Frames with dead people inside start breathing because the usual suppression of unnecessary behaviour has been wiped. A frame breathes not because it needs to, but because the interface between the person and the frame has become unmediated and direct. The Pig said “Fuck”, because the Pig knew what the Lizard, Dog, Sheep and Cow did not. The cyberframe now had no inhibitions of its self-preservation reflexes, and no weakened motor functions. The sensorium it relayed to the mind inside was clear and unmodified, and pain was optional. The Lizard did the worst thing possible in this situation if it wanted to remain in charge. It went to jab its knife between the legs of the now breathing frame. Reflexes are those motor functions that occur without requiring conscious direction. Frames have them so that things like construction accidents can easily be avoided. Nothing was more a self preservation call for this cleanly booted frame than to break the cable tie securing its right leg and block the jab for its simulated genitals. But the mind inside was very surprised indeed. It now saw the place it was in easily and clearly. There were no nightmarish decorations or demonic wailing. The faces on the individuals in the room were now obviously wearing animal masks, not the faces of her family. She could smell their sweat and even hear their heartbeats. But not her own. The emotional lemon juice which had misted her vision and made her eyes hurt had gone. Her mind was very clear, and now her body appeared to be hers. Though definitely not hers. She moved her right arm and the cable tie holding it snapped more easily than cotton. She snapped the others and stood up on the wooden panel.

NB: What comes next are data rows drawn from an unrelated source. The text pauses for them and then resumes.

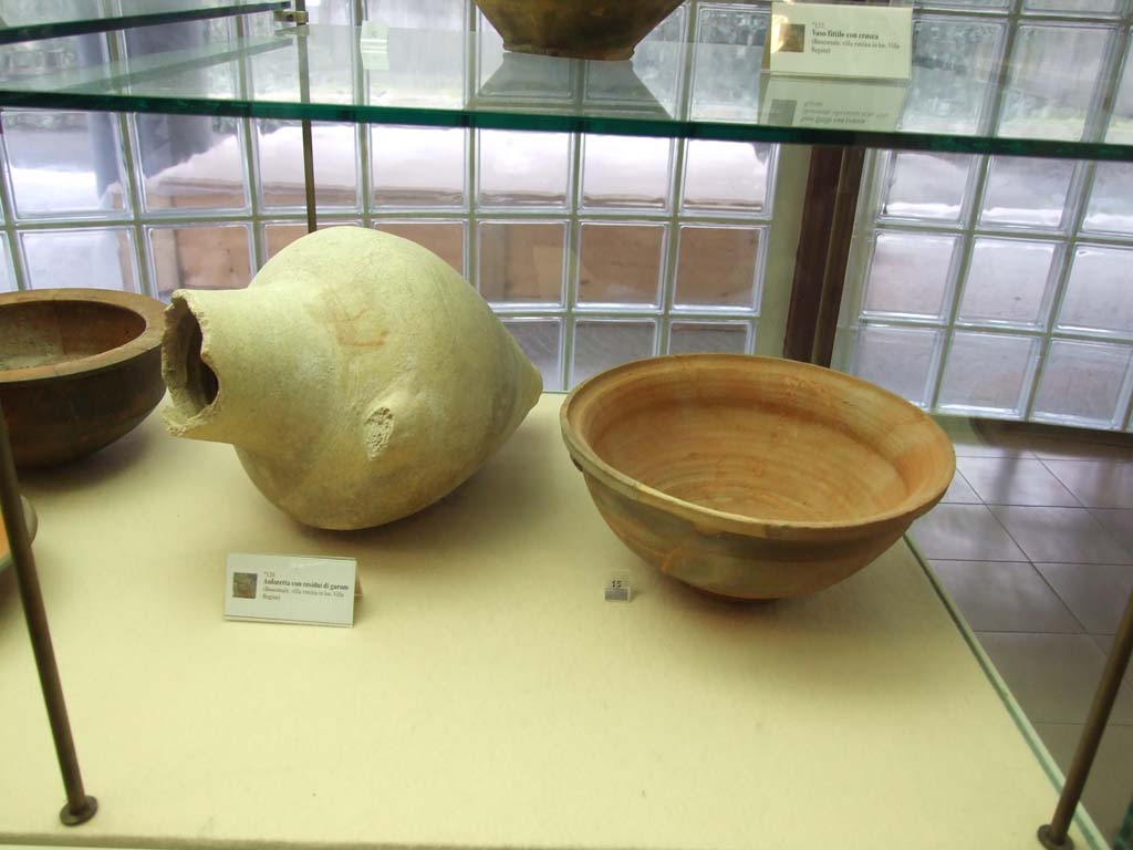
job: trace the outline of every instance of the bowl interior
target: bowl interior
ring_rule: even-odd
[[[903,399],[790,360],[658,358],[580,391],[576,433],[654,490],[757,520],[860,522],[930,502],[952,447]]]
[[[137,339],[143,316],[126,307],[83,300],[0,306],[0,371],[51,366],[110,351]]]

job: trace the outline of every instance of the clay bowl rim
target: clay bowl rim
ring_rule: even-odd
[[[10,292],[0,296],[0,311],[16,304],[59,304],[80,301],[84,304],[102,304],[109,307],[120,307],[140,316],[145,328],[137,337],[117,348],[99,354],[63,360],[58,364],[25,366],[23,368],[0,369],[0,385],[51,381],[57,377],[102,372],[147,354],[161,346],[164,330],[165,305],[156,298],[135,292],[122,292],[114,289],[32,289],[23,292]]]
[[[891,510],[850,521],[828,520],[815,522],[785,519],[760,519],[758,517],[750,517],[743,513],[729,513],[726,511],[719,511],[714,508],[697,504],[696,502],[678,499],[676,496],[668,495],[663,491],[650,487],[649,485],[625,475],[599,458],[594,449],[590,448],[589,443],[577,432],[574,423],[571,418],[572,413],[581,403],[581,400],[583,400],[587,396],[600,392],[603,383],[621,376],[627,372],[657,368],[662,363],[671,363],[674,360],[684,360],[690,364],[702,365],[732,362],[750,364],[752,367],[759,367],[766,364],[790,364],[792,368],[821,375],[821,380],[824,381],[845,381],[850,384],[874,392],[889,402],[905,405],[911,408],[911,410],[915,411],[918,418],[922,419],[938,432],[942,445],[947,449],[947,457],[951,459],[951,462],[942,466],[944,471],[940,474],[940,479],[937,482],[935,487],[931,487],[927,498],[921,498],[915,501],[906,499]],[[889,392],[877,384],[863,381],[854,375],[847,375],[843,372],[836,372],[834,369],[824,368],[813,364],[789,360],[780,357],[760,357],[755,355],[736,354],[682,354],[662,355],[658,357],[646,357],[639,360],[631,360],[620,366],[606,369],[605,372],[600,372],[597,375],[593,375],[576,386],[566,396],[566,400],[563,401],[562,408],[560,408],[559,411],[559,420],[562,427],[563,441],[566,443],[566,448],[570,451],[571,457],[574,459],[576,465],[579,466],[583,473],[593,476],[600,484],[610,490],[613,490],[615,493],[625,499],[657,508],[666,513],[680,517],[681,519],[691,522],[697,530],[706,535],[726,532],[738,534],[743,537],[820,542],[824,539],[835,541],[869,537],[872,534],[883,530],[885,526],[892,526],[897,522],[903,522],[908,527],[910,522],[926,513],[932,505],[940,501],[945,491],[947,491],[948,485],[952,483],[956,468],[956,454],[952,447],[952,441],[948,439],[947,434],[944,433],[944,430],[937,425],[928,414],[915,405],[910,403],[896,393]]]

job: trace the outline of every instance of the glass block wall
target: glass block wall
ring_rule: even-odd
[[[917,50],[961,68],[1010,57],[1007,93],[973,88],[905,127],[1133,136],[1098,127],[1102,103],[1133,105],[1126,0],[949,6],[926,10]],[[1088,111],[1064,105],[1079,90]],[[876,152],[857,228],[836,366],[938,414],[1130,428],[1133,167]]]
[[[454,33],[475,14],[463,0],[308,7],[321,23],[361,14]],[[691,3],[663,26],[685,41],[689,27],[718,28],[744,8]],[[477,25],[484,57],[502,56],[502,44],[483,49],[499,36]],[[87,52],[199,44],[233,26],[82,36],[10,61],[61,67]],[[233,66],[203,73],[223,77],[224,91]],[[237,288],[306,232],[298,122],[27,110],[0,120],[0,290],[104,287],[168,299],[179,287]],[[654,354],[755,350],[772,145],[316,124],[314,150],[320,227],[377,228],[434,250],[492,304],[548,390]]]

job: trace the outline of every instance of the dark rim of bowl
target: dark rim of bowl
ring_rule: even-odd
[[[96,355],[43,366],[0,369],[0,384],[50,381],[56,377],[100,372],[126,363],[138,355],[146,354],[161,346],[161,337],[164,331],[165,305],[145,295],[119,292],[112,289],[33,289],[0,296],[0,309],[12,304],[52,304],[63,301],[82,301],[120,307],[140,316],[145,322],[145,328],[142,330],[142,333],[129,342],[107,351],[100,351]]]
[[[833,380],[847,381],[869,391],[876,392],[892,401],[906,405],[909,408],[914,410],[919,417],[923,419],[923,422],[939,432],[940,439],[948,448],[948,453],[953,459],[953,462],[948,466],[948,474],[946,476],[942,476],[942,481],[930,491],[927,499],[921,499],[918,502],[905,502],[893,510],[883,511],[881,513],[875,513],[872,516],[852,521],[830,520],[827,522],[804,522],[785,519],[759,519],[758,517],[750,517],[743,513],[729,513],[726,511],[706,508],[705,505],[697,504],[696,502],[678,499],[676,496],[668,495],[667,493],[655,487],[650,487],[649,485],[644,484],[636,478],[631,478],[624,473],[615,469],[613,466],[599,458],[594,449],[590,448],[589,443],[576,432],[570,418],[571,409],[579,398],[593,392],[598,383],[608,380],[619,373],[648,368],[654,364],[673,359],[709,362],[743,360],[752,364],[784,363],[784,359],[778,357],[758,357],[755,355],[736,354],[663,355],[661,357],[646,357],[639,360],[631,360],[629,363],[623,363],[620,366],[606,369],[605,372],[599,372],[597,375],[591,375],[576,386],[570,394],[566,396],[566,400],[563,401],[562,408],[559,413],[559,420],[560,426],[562,427],[563,441],[566,443],[566,448],[570,451],[571,457],[581,467],[583,473],[594,476],[599,482],[628,499],[657,508],[666,513],[675,515],[688,520],[689,522],[692,522],[695,526],[702,525],[706,534],[727,532],[732,534],[740,534],[746,537],[811,541],[818,541],[824,537],[832,539],[840,537],[864,537],[878,527],[894,521],[908,520],[908,522],[912,522],[912,520],[923,515],[932,505],[935,505],[944,496],[945,491],[947,491],[948,485],[952,483],[952,478],[955,474],[955,452],[952,449],[952,441],[948,439],[947,434],[944,433],[944,430],[932,422],[932,417],[896,393],[889,392],[885,388],[878,386],[869,381],[864,381],[854,375],[847,375],[844,372],[825,368],[823,366],[791,360],[790,363],[792,367],[798,367],[803,371],[812,371],[816,374],[820,373],[828,377],[833,377]],[[706,524],[706,520],[710,520],[710,527]]]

The Lizard said: what the fuck is happening? The Pig answered: she fucking died! All the settings were reset. It’s the dead client protocol. – Shit, how long ‘til it stops? – About 15 minutes.  

She’d heard it. It was clear as day. Without needing further explanation, she knew she had been kidnapped in her sleep by these mask wearing vermin and placed in this body for torturing for their pleasure. Now she (her organic body) had died and she had 15 minutes left to live in this machine body. She felt cold in a way she enjoyed. Straightforwardness seemed to be something that came from the body. What was she going to spend the last 15 minutes of existence doing? The Lizard and her new body made up her mind for her. He went for the door and the body just jumped in one hop in front of it, blocking his exit. He tried to shove her out of the way, but the body again just slammed him against the wall without any effort. Her emotions were heating up. This new body was cool, but the mind definitely was not. Unlike being awake before, now all the memories of her abuse had stayed with her. Just a small taste of control had ignited an ecstatic anger, an outlet for all that “No”. Fifteen minutes would have to be enough.